NEW YORK -

After setting new historic lows in March and April, the auto loan rate associated with the S&P/Experian Consumer Credit Default Indices increased marginally in May.

S&P Dow Jones Indices and Experian determined the auto loan default rate ticked up just 1 basis point to 0.93 percent.

Meanwhile, the national composite rate — a comprehensive measure of changes in consumer credit defaults — came in at 1.04 percent in May, the lowest default rate since May 2006.

In other credit segments analysts track for this monthly report, the bank card rate jumped to 2.97 percent in May, 13 basis points higher than the prior month. The first mortgage default rate continued its downward trend from 1.30 percent in October of last year to 0.92 percent in May.

“Consumer credit default rates decreased for their seventh consecutive month,” said David Blitzer, managing director and chairman of the index committee for S&P Dow Jones Indices.

“The national composite is now only one basis point above its historic low,” Blitzer continued. “Mortgage default rates saw the biggest decline when compared to auto and bank card rates.

“Although historically low default rates are welcome, some home buyers may have difficulty qualifying for mortgages. Last year saw a surge in home prices but we are seeing signs of slowing gains this year. One question is whether banks are willing to make mortgage loans as home prices rise faster than incomes,” he went on to say.

Looking at the top five cities S&P Dow Jones Indices and Experian watches, Dallas’ default rate dropped to a new historic low of 0.77 percent.

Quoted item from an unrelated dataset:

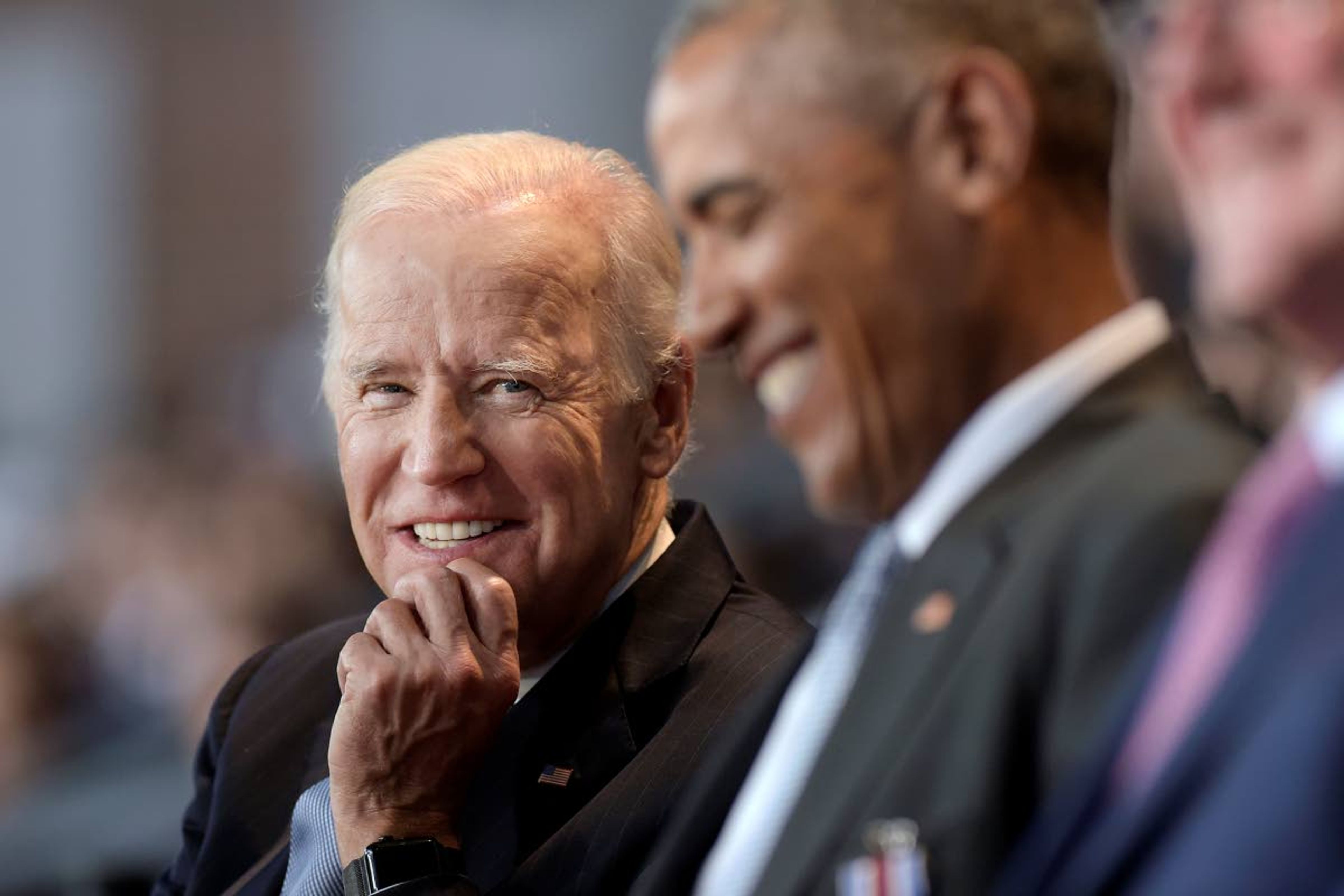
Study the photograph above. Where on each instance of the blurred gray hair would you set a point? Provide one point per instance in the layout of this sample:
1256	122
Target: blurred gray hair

“New York was the only city to see its default rate increase but it showed the largest drop-off from one year ago,” Blitzer said. “Chicago, Los Angeles and Miami are at their lowest default rates since the start of the last recession.”

Miami continues to maintain the highest default rate of the five cities at 1.74 percent in May.

“All five cities — Chicago, Dallas, Los Angeles, Miami and New York — remain below default rates seen a year ago,” Blitzer said.

Jointly developed by S&P Indices and Experian, Blitzer reiterated the S&P/Experian Consumer Credit Default Indices are published monthly with the intent to accurately track the default experience of consumer balances in four key loan categories: auto, bankcard, first mortgage lien and second mortgage lien.

The indices are calculated based on data extracted from Experian’s consumer credit database. This database is populated with individual consumer loan and payment data submitted by lenders to Experian every month.

Experian’s base of data contributors includes leading banks and mortgage companies and covers approximately $11 trillion in outstanding loans sourced from 11,500 lenders.